Therefore, gate leakage of PMOS is one tenth of NMOS. Note that
DRAM cell is sensitive to all kinds of leakage currents. It is
preferred to use PMOS instead of NMOS in terms of leakage and
noise.
[0058] FIG. 2b shows a schematic diagram of dual-port DRAM cell
200B that may be used in memory data lodge illustrated as an
example in the preferred embodiment of the present invention. The
dual-port DRAM cell 200B has two ports 241 and 242. Port 241 is
controlled by read and write wordline 241 and port 242 is
controlled by write wordline 242. The dual-port DRAM cell 200B
includes a storage node 251, which may be a PMOS capacitor. The
active channel of PMOS capacitor 251 is the place to store data
charge. In order to keep channel active in data "0" scenario,
external voltage VCAPEN is hold as a negative voltage generated by
charge pump or from an external source. Port 241 is turned on only
when either read or write activity takes place for the cell and
port 242 is turned on only when write activity takes place for the
cell. After port 241 is on in case of a read scenario, the voltage
held in storage cell is accessed by read and write bitline 261 and
then the sense amplifier amplifies the read-out signal and
compensates the lost charge from the access and leakage back into
storage cell 251. After port 241 is on in case of write, the
voltage held in storage cell is overwritten by write bitline 261
and then the sense amplifier compensates the lost charge from
access and leakage back into storage cell. After port 242 is on,
the voltage held in storage cell 251 is overwritten by write
bitline 262 and then the sense amplifier compensates the lost
charge from access and leakage back into storage cell 251. If the
write transaction is writing to certain bitlines, the unwritten
bitline 242 and write sense amplifier only compensates the lost
charge back into the respective storage cell 251.

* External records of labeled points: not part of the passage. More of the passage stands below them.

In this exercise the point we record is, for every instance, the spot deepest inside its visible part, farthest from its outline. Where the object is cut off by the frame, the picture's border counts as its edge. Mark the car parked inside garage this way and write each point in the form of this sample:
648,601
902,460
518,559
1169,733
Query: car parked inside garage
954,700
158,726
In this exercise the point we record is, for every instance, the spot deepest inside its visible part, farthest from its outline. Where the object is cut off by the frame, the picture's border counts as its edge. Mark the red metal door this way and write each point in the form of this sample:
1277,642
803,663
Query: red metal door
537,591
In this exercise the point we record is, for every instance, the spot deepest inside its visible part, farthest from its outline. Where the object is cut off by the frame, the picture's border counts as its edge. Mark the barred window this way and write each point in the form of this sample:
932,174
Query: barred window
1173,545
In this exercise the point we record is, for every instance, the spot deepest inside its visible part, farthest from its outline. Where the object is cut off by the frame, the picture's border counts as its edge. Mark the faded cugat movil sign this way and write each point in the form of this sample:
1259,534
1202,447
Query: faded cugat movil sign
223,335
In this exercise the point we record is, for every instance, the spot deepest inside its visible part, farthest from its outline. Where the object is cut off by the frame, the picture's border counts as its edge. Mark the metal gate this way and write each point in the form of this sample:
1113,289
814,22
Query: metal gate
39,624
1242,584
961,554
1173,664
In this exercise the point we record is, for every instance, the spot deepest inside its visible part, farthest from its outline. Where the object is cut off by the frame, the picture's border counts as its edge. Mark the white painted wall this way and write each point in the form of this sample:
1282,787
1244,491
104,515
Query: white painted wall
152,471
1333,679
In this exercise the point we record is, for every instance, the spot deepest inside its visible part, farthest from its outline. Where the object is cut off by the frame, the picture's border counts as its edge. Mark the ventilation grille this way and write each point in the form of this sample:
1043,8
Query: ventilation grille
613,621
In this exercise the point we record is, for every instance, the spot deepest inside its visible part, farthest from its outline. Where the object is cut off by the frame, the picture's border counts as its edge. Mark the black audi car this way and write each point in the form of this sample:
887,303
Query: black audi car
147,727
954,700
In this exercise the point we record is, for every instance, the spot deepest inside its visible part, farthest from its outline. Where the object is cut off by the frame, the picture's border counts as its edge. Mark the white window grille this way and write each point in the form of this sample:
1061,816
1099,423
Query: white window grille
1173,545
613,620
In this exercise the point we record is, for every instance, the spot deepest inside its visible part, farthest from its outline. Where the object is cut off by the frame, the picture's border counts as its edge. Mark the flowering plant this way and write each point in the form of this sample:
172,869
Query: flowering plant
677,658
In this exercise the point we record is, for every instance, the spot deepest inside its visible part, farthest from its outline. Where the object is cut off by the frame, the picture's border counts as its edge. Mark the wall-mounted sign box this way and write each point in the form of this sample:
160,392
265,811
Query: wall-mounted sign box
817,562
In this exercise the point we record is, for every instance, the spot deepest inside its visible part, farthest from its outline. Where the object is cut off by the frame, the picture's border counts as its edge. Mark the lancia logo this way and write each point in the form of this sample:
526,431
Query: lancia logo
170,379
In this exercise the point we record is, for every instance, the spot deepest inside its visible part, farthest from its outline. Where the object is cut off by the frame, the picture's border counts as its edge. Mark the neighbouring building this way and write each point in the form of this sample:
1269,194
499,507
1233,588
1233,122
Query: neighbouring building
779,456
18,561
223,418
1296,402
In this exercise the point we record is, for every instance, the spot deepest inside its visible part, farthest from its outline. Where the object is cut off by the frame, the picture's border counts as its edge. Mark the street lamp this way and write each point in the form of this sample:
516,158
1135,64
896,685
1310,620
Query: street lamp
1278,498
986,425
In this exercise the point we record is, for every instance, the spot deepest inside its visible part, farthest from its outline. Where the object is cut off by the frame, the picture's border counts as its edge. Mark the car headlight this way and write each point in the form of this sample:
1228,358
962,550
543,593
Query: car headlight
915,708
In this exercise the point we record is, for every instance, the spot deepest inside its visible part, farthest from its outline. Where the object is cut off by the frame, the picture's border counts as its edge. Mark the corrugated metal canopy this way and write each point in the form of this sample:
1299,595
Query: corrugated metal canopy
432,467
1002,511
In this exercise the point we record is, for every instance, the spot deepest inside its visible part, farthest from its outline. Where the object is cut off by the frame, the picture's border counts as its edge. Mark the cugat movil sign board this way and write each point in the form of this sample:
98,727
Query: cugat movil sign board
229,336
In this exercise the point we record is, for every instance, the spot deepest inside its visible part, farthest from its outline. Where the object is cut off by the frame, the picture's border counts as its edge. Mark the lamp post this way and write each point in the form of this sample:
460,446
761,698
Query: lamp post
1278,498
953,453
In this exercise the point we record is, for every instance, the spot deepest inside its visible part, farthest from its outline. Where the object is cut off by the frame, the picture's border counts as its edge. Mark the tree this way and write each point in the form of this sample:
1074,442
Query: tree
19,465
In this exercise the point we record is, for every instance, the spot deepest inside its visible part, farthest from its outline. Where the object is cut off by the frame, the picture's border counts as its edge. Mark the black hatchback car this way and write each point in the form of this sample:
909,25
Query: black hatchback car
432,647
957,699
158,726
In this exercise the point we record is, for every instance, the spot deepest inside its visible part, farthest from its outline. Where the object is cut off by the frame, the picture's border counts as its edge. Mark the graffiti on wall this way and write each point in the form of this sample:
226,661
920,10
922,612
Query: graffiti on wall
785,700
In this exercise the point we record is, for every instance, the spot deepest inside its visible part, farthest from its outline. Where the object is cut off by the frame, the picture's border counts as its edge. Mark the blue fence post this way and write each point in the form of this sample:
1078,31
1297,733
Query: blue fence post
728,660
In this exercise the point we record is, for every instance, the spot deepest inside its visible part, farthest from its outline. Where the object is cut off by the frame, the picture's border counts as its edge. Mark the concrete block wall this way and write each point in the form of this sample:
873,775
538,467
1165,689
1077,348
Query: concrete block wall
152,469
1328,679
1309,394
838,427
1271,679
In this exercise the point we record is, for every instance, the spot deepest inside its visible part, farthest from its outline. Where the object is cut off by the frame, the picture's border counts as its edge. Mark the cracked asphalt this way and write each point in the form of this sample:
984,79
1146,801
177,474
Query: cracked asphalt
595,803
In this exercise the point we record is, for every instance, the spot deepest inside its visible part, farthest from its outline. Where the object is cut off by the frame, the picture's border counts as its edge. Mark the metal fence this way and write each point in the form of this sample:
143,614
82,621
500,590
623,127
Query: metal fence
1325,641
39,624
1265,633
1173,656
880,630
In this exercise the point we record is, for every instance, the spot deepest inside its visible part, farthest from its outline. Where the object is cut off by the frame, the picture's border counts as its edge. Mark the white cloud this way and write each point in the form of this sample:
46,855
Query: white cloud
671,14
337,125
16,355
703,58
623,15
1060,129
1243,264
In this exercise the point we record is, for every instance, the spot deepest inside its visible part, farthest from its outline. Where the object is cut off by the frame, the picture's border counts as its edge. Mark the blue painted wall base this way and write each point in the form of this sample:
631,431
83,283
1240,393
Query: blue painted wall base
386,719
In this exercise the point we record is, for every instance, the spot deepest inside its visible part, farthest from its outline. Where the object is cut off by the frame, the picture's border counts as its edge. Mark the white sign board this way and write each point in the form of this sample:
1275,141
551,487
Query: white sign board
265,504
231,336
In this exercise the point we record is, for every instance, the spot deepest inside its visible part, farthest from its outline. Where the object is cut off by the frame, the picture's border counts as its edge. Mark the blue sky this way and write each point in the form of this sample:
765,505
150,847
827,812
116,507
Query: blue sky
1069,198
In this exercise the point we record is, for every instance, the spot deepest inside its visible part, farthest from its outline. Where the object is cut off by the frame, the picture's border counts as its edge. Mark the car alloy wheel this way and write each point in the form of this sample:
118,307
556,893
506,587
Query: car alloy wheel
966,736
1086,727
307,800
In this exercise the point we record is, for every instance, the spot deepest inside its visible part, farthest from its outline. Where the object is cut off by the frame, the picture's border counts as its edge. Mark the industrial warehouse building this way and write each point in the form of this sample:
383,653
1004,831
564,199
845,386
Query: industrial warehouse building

[0059] FIG. 3 shows a schematic diagram of a LUT entry cell 3000 in
accordance with the preferred embodiment of the invention. The LUT
entry cell 3000 includes two write ports 301 and 302, a bi-stable
inverter pairs 311 and 312, an entry switch 341, a row switch 342
and a column switch 343. Write ports 301 and 302 are connected to
bitline 321 and 322 respectively. Only write operation are
performed thru port 301 and 302. The write data is settled down on
bitline 321 and 322 before port 301 and 302 are turned on. Port 301
and 302 can not be turned on simultaneously other than in an
overlapping mode. The bi-stable inverter pairs 311 and 312 are used
to store the entry bit. Both ends are used to store complementary
data of the entry bit. Each entry bit represents one word address
entry in a dual-port memory bank. For example, 32 rows and 512
columns dual-port memory banks means 1024 words entries, each word
being 16-bits in length. By default, sn is set as 1 and sn# is set
as 0. So the entry switch 341 is turned off and column match bus
351 is kept unasserted by this entry cell.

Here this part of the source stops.